0

Background

I'm implementing the DBScan algorithm. I have trained it to cluster a small dataset of random clusters, and want to be able to get a decimal for its accuracy of clustering the groups.

Motivation

This is for some simple unittesting that checks it can cluster basic, separate classes (i.e. checking in my CI/CD that the accuracy is appropriately high).

The Problem

The problem is that it's outputs are its own cluster-indexes (the classes it's discovered/chosen). These do not align with the original integer labels I generated earlier.

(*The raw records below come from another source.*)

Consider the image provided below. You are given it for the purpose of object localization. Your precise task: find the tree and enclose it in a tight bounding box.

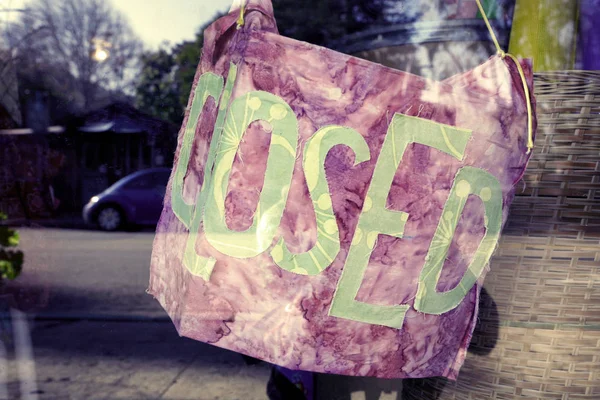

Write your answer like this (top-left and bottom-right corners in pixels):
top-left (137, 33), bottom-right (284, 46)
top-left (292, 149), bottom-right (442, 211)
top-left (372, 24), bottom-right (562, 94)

top-left (173, 32), bottom-right (205, 111)
top-left (4, 0), bottom-right (142, 113)
top-left (135, 14), bottom-right (218, 125)
top-left (135, 47), bottom-right (182, 125)
top-left (271, 0), bottom-right (399, 45)
top-left (135, 0), bottom-right (391, 125)
top-left (273, 0), bottom-right (355, 45)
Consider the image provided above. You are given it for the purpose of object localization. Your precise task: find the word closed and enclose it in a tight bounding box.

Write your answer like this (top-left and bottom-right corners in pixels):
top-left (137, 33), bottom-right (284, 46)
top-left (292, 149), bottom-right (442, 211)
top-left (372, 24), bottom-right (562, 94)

top-left (170, 63), bottom-right (503, 329)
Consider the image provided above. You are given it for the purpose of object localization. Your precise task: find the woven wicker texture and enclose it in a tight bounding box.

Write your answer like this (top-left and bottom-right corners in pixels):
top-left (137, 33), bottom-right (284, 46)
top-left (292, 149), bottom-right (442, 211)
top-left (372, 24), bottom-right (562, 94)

top-left (403, 71), bottom-right (600, 399)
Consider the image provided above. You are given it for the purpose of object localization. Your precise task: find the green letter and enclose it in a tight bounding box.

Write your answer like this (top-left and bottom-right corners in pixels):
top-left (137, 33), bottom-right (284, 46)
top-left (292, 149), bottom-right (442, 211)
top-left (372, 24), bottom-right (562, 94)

top-left (414, 166), bottom-right (502, 314)
top-left (329, 114), bottom-right (472, 329)
top-left (270, 126), bottom-right (370, 275)
top-left (203, 91), bottom-right (299, 258)
top-left (179, 64), bottom-right (237, 280)
top-left (171, 72), bottom-right (224, 227)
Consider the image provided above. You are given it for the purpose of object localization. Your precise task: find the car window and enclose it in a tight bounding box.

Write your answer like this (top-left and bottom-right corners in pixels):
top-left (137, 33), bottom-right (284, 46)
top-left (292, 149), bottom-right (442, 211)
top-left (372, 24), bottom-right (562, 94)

top-left (123, 173), bottom-right (154, 190)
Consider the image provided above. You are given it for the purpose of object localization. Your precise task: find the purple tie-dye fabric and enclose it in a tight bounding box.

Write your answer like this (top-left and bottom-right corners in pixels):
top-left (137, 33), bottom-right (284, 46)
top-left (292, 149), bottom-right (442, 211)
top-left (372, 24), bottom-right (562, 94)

top-left (149, 0), bottom-right (536, 380)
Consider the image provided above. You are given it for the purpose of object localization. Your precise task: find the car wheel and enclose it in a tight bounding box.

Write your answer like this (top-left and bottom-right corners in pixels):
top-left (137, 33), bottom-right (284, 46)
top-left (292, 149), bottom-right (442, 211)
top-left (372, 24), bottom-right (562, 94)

top-left (96, 206), bottom-right (123, 231)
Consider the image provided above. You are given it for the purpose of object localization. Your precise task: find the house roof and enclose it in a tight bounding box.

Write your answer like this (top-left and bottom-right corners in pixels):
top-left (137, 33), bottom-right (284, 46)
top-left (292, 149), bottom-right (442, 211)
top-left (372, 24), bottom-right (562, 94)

top-left (77, 102), bottom-right (178, 135)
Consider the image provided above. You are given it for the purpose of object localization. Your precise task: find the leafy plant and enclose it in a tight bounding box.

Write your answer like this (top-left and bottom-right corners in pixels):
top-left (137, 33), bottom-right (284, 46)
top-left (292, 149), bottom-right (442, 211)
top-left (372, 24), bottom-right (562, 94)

top-left (0, 213), bottom-right (24, 282)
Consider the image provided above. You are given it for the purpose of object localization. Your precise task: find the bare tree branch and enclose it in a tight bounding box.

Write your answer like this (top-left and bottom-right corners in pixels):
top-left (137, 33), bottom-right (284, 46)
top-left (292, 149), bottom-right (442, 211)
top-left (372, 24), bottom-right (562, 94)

top-left (3, 0), bottom-right (142, 112)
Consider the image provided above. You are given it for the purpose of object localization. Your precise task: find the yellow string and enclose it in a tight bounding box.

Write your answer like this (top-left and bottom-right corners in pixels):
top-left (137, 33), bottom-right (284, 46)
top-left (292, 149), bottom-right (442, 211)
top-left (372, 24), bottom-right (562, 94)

top-left (505, 53), bottom-right (534, 153)
top-left (475, 0), bottom-right (533, 154)
top-left (236, 1), bottom-right (245, 29)
top-left (475, 0), bottom-right (503, 56)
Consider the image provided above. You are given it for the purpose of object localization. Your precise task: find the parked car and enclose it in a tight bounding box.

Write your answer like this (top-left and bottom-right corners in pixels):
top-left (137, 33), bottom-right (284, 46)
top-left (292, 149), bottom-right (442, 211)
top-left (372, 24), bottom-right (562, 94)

top-left (83, 168), bottom-right (171, 231)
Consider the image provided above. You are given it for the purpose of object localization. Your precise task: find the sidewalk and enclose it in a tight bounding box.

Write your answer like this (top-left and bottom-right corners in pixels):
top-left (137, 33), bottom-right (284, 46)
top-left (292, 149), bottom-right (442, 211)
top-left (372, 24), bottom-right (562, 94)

top-left (0, 226), bottom-right (405, 399)
top-left (1, 316), bottom-right (403, 400)
top-left (3, 317), bottom-right (272, 400)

An Example to Clear Things Up

Say, I have some original labels:

y_true = np.array([0, 1, 1, 0, 2, 1, 2])

and I have some cluster-predicted outputs

y_predicted = np.array([1, 0, 0, 1, 2, 0, 2])

You can see it has clustered values correctly, however they don't align with the original y_true array values. Therefore we can't use the normal accuracy function of np.mean(y_true == y_predicted).

The Challenge

Whilst preserving the outlier class of -1, how can I check that the model is significantly accurate, despite the fact that its generated classes do not align with original inputs. I understand that clustering algorithms, in practice are not used in this way but this is for testing that my implementation is proper, in my CI/CD automated testing.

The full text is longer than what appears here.